Think ilyndix needs to re-think their strategy. If the gskill falcon can go down to £130 then they'd sell a lot of those.
iiyndix sell controllers, they have nothing to do with the price of nand flash chips and thats 90% of the cost of these drives.
intel are more competitive as for a similar waifer size they can now produce almost double the amount of chips. Their downfall is that they produce on a far smaller scale than the likes of Samsung. However a double density production, even in far lower quantities, is still very cheap.
OCZ drives might not be massively competitive in cost even after the price drop, but the new mem chip's, which will no doubt be the cause of a new revision of Vertex's sometime at the end of the year, will drop in a price heavily.
The 60gb drive is also the least competitively priced of the lot, and its not because the controller/drives cost loads, some but not that much difference. Its simply because, they can get away with it. £25 to some isn't anything, to others, its more difference than they can afford. If you can still sell loads at £150, why sell at £100?

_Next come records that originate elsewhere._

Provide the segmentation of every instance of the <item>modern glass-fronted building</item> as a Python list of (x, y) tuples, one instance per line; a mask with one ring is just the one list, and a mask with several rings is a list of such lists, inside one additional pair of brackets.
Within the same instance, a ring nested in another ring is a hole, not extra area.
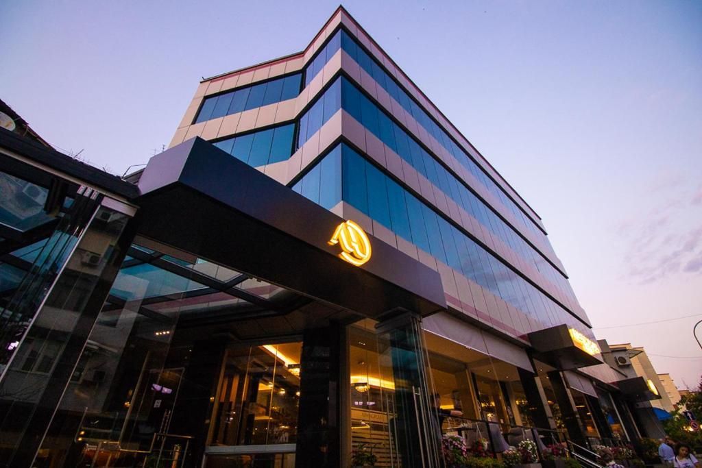
[(203, 81), (142, 171), (6, 131), (0, 169), (0, 465), (439, 467), (442, 433), (658, 435), (541, 218), (341, 8)]

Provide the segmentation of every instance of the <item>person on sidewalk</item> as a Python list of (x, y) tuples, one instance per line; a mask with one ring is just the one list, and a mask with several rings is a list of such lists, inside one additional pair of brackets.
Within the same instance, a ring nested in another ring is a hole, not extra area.
[(675, 453), (673, 448), (675, 443), (670, 437), (661, 439), (661, 445), (658, 446), (658, 456), (661, 457), (661, 462), (666, 467), (673, 467), (673, 459), (675, 457)]
[(692, 455), (692, 450), (689, 445), (678, 443), (675, 446), (675, 456), (673, 459), (673, 466), (675, 468), (700, 468), (700, 463)]

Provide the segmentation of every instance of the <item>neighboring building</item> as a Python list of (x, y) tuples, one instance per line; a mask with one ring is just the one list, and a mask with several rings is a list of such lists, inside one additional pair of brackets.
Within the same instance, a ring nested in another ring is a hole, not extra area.
[(13, 110), (12, 107), (0, 99), (0, 128), (8, 130), (17, 135), (32, 140), (48, 148), (51, 145), (40, 137), (27, 123), (27, 121), (22, 119), (19, 114)]
[(669, 412), (673, 411), (677, 407), (677, 403), (680, 402), (680, 392), (678, 391), (677, 387), (675, 386), (675, 382), (673, 381), (670, 374), (658, 374), (658, 376), (661, 385), (663, 385), (663, 389), (668, 395), (668, 399), (672, 404), (670, 409), (668, 408), (663, 409)]
[(11, 466), (439, 467), (439, 430), (660, 434), (541, 218), (343, 8), (203, 81), (170, 147), (123, 180), (0, 131), (13, 203), (39, 193), (0, 211)]

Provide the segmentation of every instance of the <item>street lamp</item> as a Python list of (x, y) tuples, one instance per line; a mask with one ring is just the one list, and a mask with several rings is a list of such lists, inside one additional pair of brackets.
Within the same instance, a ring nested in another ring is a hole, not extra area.
[(697, 337), (697, 334), (695, 333), (695, 330), (697, 330), (697, 326), (700, 323), (702, 323), (702, 320), (695, 323), (695, 326), (692, 327), (692, 336), (695, 337), (695, 340), (697, 341), (697, 344), (699, 345), (700, 349), (702, 349), (702, 343), (700, 342), (699, 338)]

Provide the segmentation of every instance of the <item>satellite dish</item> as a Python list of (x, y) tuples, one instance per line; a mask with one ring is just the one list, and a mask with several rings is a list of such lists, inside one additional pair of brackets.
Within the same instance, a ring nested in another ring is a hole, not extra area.
[(0, 112), (0, 127), (6, 128), (12, 132), (15, 131), (16, 126), (15, 121), (10, 116), (4, 112)]

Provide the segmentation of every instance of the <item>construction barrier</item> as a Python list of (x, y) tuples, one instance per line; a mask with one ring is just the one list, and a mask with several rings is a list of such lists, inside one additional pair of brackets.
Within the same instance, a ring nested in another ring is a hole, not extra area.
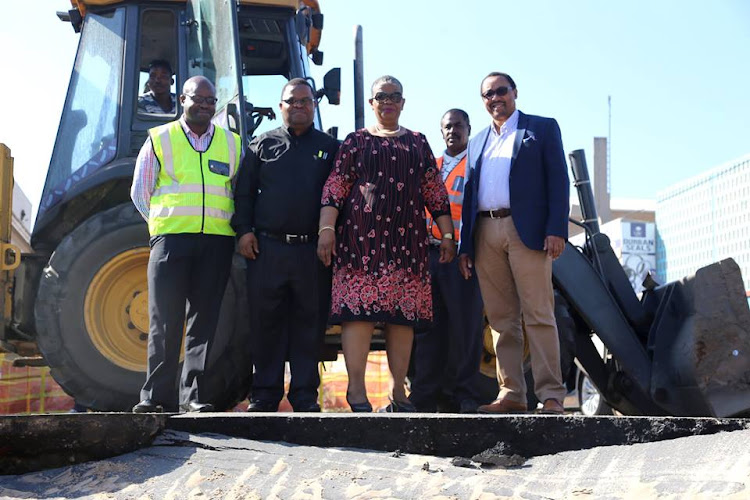
[(73, 408), (73, 398), (49, 374), (49, 367), (13, 366), (0, 354), (0, 414), (54, 413)]

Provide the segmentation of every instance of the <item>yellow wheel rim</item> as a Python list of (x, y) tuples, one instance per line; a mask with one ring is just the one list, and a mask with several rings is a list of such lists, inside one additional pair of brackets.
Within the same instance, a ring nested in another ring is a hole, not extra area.
[(86, 331), (112, 363), (145, 372), (148, 346), (148, 247), (127, 250), (94, 275), (84, 301)]

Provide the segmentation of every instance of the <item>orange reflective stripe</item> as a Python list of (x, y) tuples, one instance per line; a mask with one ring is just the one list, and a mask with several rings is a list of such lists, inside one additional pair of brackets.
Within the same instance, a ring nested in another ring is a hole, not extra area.
[[(438, 170), (443, 169), (442, 156), (437, 159), (437, 166)], [(461, 236), (458, 232), (458, 229), (461, 226), (461, 206), (464, 199), (463, 189), (465, 178), (466, 156), (461, 158), (461, 161), (458, 162), (458, 165), (453, 167), (451, 173), (448, 174), (448, 178), (445, 179), (445, 189), (446, 191), (448, 191), (448, 201), (450, 201), (451, 205), (451, 219), (453, 220), (454, 237), (456, 239), (456, 242), (458, 242)], [(458, 187), (459, 189), (454, 189), (454, 186)], [(429, 210), (427, 211), (427, 228), (432, 233), (433, 238), (439, 240), (443, 237), (442, 233), (440, 232), (440, 228), (432, 220), (432, 215), (430, 214)]]

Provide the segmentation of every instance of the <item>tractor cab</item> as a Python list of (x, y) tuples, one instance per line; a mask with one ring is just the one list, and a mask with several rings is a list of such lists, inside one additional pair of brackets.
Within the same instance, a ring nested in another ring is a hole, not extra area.
[[(81, 40), (32, 235), (38, 250), (127, 200), (148, 129), (180, 116), (188, 78), (214, 82), (215, 122), (240, 134), (243, 146), (281, 124), (274, 110), (286, 81), (307, 78), (315, 88), (308, 59), (322, 63), (317, 0), (72, 3), (58, 16)], [(337, 104), (338, 69), (325, 85), (318, 97)]]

Also for those that argue the Intel will only be £25 more for more performance and more capacity, the 120gb vertex is only another further £25 over that, for significantly more capacity. £200 wouldn't be bad, now the exchange rate is up somewhat.
Now assuming 80-90% of the cost is in the chips, and the new ones provide roughly double the amount of chips per waifer, assuming they had similar yields(they won't yet) and assuming they won't increase their profit margin for a while(they will) then you'd be looking at costs dropping to £110-120 for the 120gb Vertex's. Unfortunately samsung and co will only reduce chip prices a little, till they really swing into gear in terms of production at which point we should see some truly great prices starting to approach £1/1gb.